Re: [DISCUSS] KIP-898: Modernize Connect plugin discovery

Posted by Chris Egerton <ch...@aiven.io.INVALID>.
Hi Greg,

Thanks for the KIP! This part of Connect has been due for an update for a
while, it's nice to see it getting some attention. I especially like how
the migration plan is broken down into affected personas; makes review
easier and, hopefully, makes the feature easier to understand for affected
users.

Here are my initial thoughts:

1. Will workers' resiliency to packaging issues be affected when the new
scanning behavior is enabled? For example, will a single poorly-packaged
plugin prevent other correctly-packaged plugins from being loaded, or
worse, cause the worker to fail? And either way, are there any details that
we can call out to back up any guarantees we want to provide on that front?

2. I think the description of the "--plugin-location" flag may need some
updating? In the middle of the list of bullet points there's "The value of
this argument will be a single plugin, which can be any of the following:"
but the following points don't appear to be related.

3. (Nit) Could we rename the migration script something like
"connect-migrate-plugin-path" or even just "connect-plugin-path" with a
"migrate" subcommand?

4. It's noted that "If a plugin class is removed from the path, the
corresponding shim manifest should also be removed". Did you consider
adding behavior (possibly guarded behind a CLI flag) to find and remove
manifests for nonexistent plugins?

5. What's the concrete plan for updating the plugins that ship OOTB with
Connect? Will they be given a service loader manifest, a module info file,
or both?

6. In the HYBRID_WARN mode, what precedence will we give to plugins that
are found by both the legacy scanning logic and the new service
loader/module info loading logic?

7. It's a bit strange to immediately deprecate config property values and
the migration script in their first release.

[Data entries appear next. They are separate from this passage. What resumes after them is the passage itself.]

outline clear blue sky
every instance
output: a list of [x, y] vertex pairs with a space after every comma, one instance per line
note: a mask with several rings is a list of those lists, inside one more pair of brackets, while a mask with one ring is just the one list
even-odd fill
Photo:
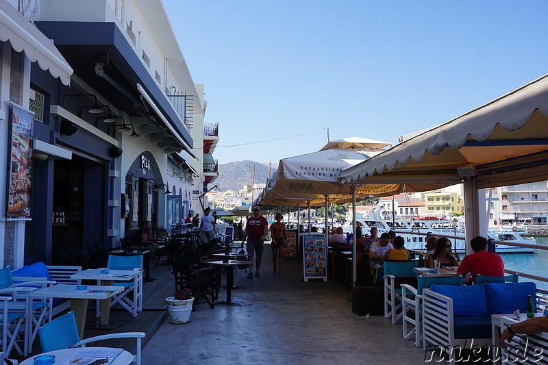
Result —
[[548, 2], [164, 0], [219, 163], [397, 137], [548, 73]]

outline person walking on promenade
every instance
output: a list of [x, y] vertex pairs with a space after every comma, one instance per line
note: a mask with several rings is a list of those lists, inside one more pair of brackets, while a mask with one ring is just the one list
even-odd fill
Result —
[[192, 225], [194, 227], [198, 227], [200, 225], [200, 215], [197, 213], [194, 218], [192, 218]]
[[213, 225], [214, 224], [215, 219], [213, 216], [210, 215], [209, 207], [206, 208], [203, 211], [203, 216], [201, 217], [200, 222], [200, 241], [204, 243], [207, 241], [208, 244], [211, 246], [211, 242], [213, 241]]
[[249, 273], [247, 274], [248, 278], [253, 277], [253, 256], [255, 254], [257, 257], [257, 265], [255, 271], [255, 276], [258, 277], [259, 269], [261, 268], [262, 262], [262, 250], [264, 246], [264, 240], [269, 234], [269, 223], [266, 218], [261, 216], [261, 208], [255, 207], [253, 208], [253, 216], [247, 218], [247, 223], [245, 225], [242, 242], [247, 238], [247, 254], [249, 255]]
[[282, 262], [284, 260], [284, 251], [287, 242], [286, 234], [286, 225], [282, 223], [282, 214], [277, 213], [275, 216], [276, 223], [270, 226], [272, 232], [272, 242], [270, 244], [272, 249], [272, 262], [274, 263], [274, 272], [276, 273], [276, 257], [278, 258], [277, 273], [282, 275]]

IMO as long as we have the
migration script in the project, it doesn't make sense to deprecate it, and
until we've had at least one successful release with the new loading logic
and some confidence in it, we should not deprecate the older logic. I think
a more reasonable pace for the update here could be to deprecate the legacy
scanning logic in 4.0 (changing the default accordingly) and remove it
entirely in 5.0.

Cheers,

Chris

On Mon, Jan 23, 2023 at 3:21 AM Federico Valeri <fe...@gmail.com>
wrote:

> Hi Greg, this looks like a useful change to me.
>
> I was just wondering if we should use a better script name like
> "connect-convert-to-service-provider.sh" or something like this, and
> maybe add a --dry-run option.
>
> On Tue, Jan 17, 2023 at 8:45 PM Greg Harris
> <gr...@aiven.io.invalid> wrote:
> >
> > Hi all!
> >
> > I'd like to start a discussion about
> >
> https://cwiki.apache.org/confluence/display/KAFKA/KIP-898%3A+Modernize+Connect+plugin+discovery
> > .
> >
> > Thanks!
> > Greg Harris
>

Re: [DISCUSS] KIP-898: Modernize Connect plugin discovery

Posted by Federico Valeri <fe...@gmail.com>.
Hi Greg, this looks like a useful change to me.

I was just wondering if we should use a better script name like
"connect-convert-to-service-provider.sh" or something like this, and
maybe add a --dry-run option.

On Tue, Jan 17, 2023 at 8:45 PM Greg Harris
<gr...@aiven.io.invalid> wrote:
>
> Hi all!
>
> I'd like to start a discussion about
> https://cwiki.apache.org/confluence/display/KAFKA/KIP-898%3A+Modernize+Connect+plugin+discovery
> .
>
> Thanks!
> Greg Harris